The University of South Australia (UniSA) is comparing rooftop solar installations compared to the usage patterns of consumers. UniSA see “the real challenge now facing the solar industry is finding ways to balance production and consumption by maximising self-consumption for the solar panel owner”. This has led to researchers exploring the orientation of rooftop solar panels, rather than to match the times of best generation but to meet patterns of consumption. Matching consumption will result in a reduction in overall energy generation but exports will be minimised.

The UniSA research found “by orienting panels in different directions rather than just facing the equator, it’s possible to minimise the shortfall between load and generation for a community precinct…This benefits the end-user by decreasing the amount of electricity required to be imported, and the stability of the grid by decreasing the amount of variability between peak and low loads.” The research found it was better to face the panels North West to match the afternoon loads.
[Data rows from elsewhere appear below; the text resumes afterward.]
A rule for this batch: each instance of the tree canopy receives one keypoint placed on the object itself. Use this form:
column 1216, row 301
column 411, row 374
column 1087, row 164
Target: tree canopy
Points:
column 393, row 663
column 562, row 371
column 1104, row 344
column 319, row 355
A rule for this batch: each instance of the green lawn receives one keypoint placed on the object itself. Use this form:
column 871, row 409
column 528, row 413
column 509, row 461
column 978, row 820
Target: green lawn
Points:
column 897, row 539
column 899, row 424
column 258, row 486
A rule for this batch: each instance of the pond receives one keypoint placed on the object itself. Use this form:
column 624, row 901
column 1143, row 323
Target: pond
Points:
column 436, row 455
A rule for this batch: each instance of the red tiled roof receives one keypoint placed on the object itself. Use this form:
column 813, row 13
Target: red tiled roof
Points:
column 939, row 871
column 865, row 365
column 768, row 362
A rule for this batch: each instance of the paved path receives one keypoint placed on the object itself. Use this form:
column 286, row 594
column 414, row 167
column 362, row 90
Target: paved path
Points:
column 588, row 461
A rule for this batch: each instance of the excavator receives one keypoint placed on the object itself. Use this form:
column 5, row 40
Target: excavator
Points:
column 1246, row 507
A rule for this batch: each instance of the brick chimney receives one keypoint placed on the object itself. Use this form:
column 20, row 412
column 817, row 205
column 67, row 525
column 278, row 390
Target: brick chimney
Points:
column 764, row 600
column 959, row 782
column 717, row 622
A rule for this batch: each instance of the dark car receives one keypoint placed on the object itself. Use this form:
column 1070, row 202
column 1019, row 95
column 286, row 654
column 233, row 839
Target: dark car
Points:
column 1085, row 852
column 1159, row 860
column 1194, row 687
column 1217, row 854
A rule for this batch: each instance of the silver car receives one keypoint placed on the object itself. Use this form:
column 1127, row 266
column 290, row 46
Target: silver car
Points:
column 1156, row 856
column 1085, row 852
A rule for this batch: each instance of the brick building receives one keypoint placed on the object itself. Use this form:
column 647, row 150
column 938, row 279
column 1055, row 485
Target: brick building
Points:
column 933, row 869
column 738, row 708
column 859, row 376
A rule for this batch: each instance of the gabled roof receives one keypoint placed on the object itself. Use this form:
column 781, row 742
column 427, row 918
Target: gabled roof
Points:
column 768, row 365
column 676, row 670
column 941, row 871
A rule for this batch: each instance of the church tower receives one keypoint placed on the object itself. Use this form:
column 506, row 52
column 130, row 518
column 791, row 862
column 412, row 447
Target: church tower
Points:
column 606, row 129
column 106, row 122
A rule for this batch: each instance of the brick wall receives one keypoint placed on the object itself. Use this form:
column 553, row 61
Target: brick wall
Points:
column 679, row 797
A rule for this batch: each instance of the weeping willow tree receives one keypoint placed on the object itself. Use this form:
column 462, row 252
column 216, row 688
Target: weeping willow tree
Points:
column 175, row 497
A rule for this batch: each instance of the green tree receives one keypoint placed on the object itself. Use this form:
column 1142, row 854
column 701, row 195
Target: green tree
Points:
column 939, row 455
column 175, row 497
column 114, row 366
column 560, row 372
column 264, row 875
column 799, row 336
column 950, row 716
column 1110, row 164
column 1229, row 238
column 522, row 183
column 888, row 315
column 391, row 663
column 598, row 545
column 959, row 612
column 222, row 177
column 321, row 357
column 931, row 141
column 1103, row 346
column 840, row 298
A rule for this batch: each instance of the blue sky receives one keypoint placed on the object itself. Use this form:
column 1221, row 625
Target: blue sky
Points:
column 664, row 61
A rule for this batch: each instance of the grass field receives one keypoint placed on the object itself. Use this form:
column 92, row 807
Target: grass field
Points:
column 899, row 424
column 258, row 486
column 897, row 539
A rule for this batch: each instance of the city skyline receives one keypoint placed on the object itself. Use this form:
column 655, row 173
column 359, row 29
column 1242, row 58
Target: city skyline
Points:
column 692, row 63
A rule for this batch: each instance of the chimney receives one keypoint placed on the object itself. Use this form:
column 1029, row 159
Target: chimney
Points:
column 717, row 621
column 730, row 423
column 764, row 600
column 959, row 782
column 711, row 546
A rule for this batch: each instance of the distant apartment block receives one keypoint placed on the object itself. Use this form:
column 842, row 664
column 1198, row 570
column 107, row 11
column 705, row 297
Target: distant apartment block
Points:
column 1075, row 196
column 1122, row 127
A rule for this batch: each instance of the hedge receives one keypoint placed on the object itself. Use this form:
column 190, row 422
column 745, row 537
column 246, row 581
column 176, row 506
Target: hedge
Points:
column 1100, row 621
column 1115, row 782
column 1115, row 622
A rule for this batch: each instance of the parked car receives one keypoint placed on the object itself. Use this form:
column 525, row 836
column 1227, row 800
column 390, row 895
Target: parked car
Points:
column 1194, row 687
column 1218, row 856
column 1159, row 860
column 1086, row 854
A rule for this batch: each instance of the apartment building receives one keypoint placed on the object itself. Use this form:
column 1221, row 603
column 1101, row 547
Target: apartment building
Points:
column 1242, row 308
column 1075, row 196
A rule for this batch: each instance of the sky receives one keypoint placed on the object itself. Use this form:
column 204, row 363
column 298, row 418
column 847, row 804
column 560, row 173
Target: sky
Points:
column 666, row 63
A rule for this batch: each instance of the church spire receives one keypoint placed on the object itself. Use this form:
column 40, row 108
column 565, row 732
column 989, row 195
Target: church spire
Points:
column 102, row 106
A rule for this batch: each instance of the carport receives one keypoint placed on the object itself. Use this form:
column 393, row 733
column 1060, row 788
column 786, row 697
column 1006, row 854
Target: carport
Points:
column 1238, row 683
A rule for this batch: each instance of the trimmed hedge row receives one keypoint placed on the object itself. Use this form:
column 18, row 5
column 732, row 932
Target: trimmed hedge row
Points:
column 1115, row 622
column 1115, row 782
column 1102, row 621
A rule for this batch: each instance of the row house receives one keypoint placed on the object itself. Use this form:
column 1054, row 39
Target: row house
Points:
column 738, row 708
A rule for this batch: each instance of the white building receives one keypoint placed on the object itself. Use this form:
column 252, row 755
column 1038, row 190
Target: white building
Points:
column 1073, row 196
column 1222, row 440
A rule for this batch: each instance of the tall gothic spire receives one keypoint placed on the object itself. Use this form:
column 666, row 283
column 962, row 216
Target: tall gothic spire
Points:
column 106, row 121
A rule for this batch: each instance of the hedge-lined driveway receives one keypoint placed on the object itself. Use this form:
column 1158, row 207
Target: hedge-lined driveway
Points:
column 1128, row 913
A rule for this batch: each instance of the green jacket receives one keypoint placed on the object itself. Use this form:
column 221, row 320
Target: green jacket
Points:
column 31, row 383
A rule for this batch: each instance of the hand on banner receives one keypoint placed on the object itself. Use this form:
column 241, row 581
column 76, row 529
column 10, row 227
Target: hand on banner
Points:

To optimise for the morning and afternoon consumption, by placing panels North East and North West, the load in the middle of the day was still met, but a greater proportion of the morning and afternoon load was also delivered from the solar panels.

What is the spot market and the spot price?

Understanding the spot market and spot prices is fundamental to understanding how much you ultimately pay for electricity.

The National Electricity Market (NEM) operates as a ‘spot market’.  This means that supply and demand are matched instantaneously, and generators are paid a spot price for the energy they generate in any given period.

The Australian Energy Market Operator (AEMO) manages the spot market, balancing supply and demand in real time. With the safe delivery of energy the priority, AEMO controls a number of physical aspects of the market which ultimately impacts which generators are dispatched, and what spot price is achieved.

AEMO provides the market information regarding how much demand is expected. Generators compete to supply this energy by providing a bid stack to AEMO that ultimately tells the market operator how much energy they are prepared to generate for a given price. AEMO aggregates all the bid stacks from cheapest to most expensive, manages the physical requirements of the system (which stands to impact some generation with constraints, ancillary services, interconnector flows, etc.), and sets the spot price in a region at the lowest price where actual demand intersects the relevant bid stack. . All supply at and below this level is required to generate and will be paid the spot price.

Supply and demand is physically managed by AEMO varying the market in 5-minute dispatch intervals. For the purpose of financially settling the spot market, it is done in 30-minute trading intervals (an average of the six 5-minute dispatch intervals). This means the spot market currently operates in a way that physical dispatch and financial settlement are determined over different timeframes. The market was designed in this manner to incentivise slow ramping thermal generators and large users to benefit from changes to load up to 25 minutes after the price signal has been sent.

The spot market and the setting of spot prices is highly complex and governed by stringent rules for both bidding and dispatch processes (all of which go well beyond the high-level principles outlined in this article). Despite this, the dispatch and settlement timing mismatch has led to disorderly bidding practices whereby generators have been accused of ‘gaming’ the market. The Australian Energy Market Commission (AEMC) determined that in the long-term, the pricing anomaly may lead to inappropriate investment and higher prices for consumers.

Consequently, in a move to further enhance the market, from 01 July 2021 the market will start to move to 5-minute spot pricing. This means dispatch and financial settlement will be aligned, disorderly bidding will be managed, and fast response technologies such as batteries will be rewarded.